Day 2 was a bit worse because I was very sad. When the doctor says moody he doesn't just mean angry, I was very sad and crying and then happy and a little short tempered. Still nauseous and lightheaded and my head was still hurting from the day before, but all in all it's been manageable. The only thing that's a little annoying is the night sweats. Hot flashes are a side effect of clomid and I seem to only get them when I'm sleeping now. 2 nights in a row I've woken up in the middle of the night so I'm going to assume this is how it will be from now on while I'm on it.

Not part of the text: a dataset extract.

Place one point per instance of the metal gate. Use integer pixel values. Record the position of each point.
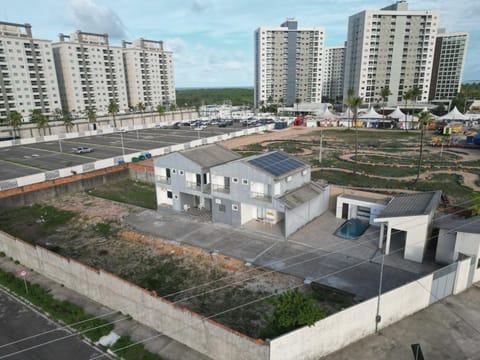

Today is day 3 and when I took it this morning I didn't automatically become nauseous like before and I thought things were getting better but right when I got to work I became very lightheaded. And now I'm moody. I just got off the phone with my husband after being upset and then apologizing and then being upset.. it's a vicious cycle now. God bless him for taking all of this in stride and still being right there with me and offering me hug after hug after hug, even though I've been yelling at him and complaining for 2 and a half days now. the nausea and headaches have gotten a bit worse day by day. There's not really anything I can do about it because I really really don't want to take Tylenol or Advil or anything that could stop the clomid from doing it's job--I just want to be as safe as possible. For now, I'm trying to keep my mouth shut and my head down at work so I don't get myself in trouble. I need a nap.

Talk to you all soon.

2 comments:

Holli said...

Oh that would be so hard to deal with.... hang in there! :(

teri said...

I think today was your last day taking it, so I hope you'll start feeling better tomorrow.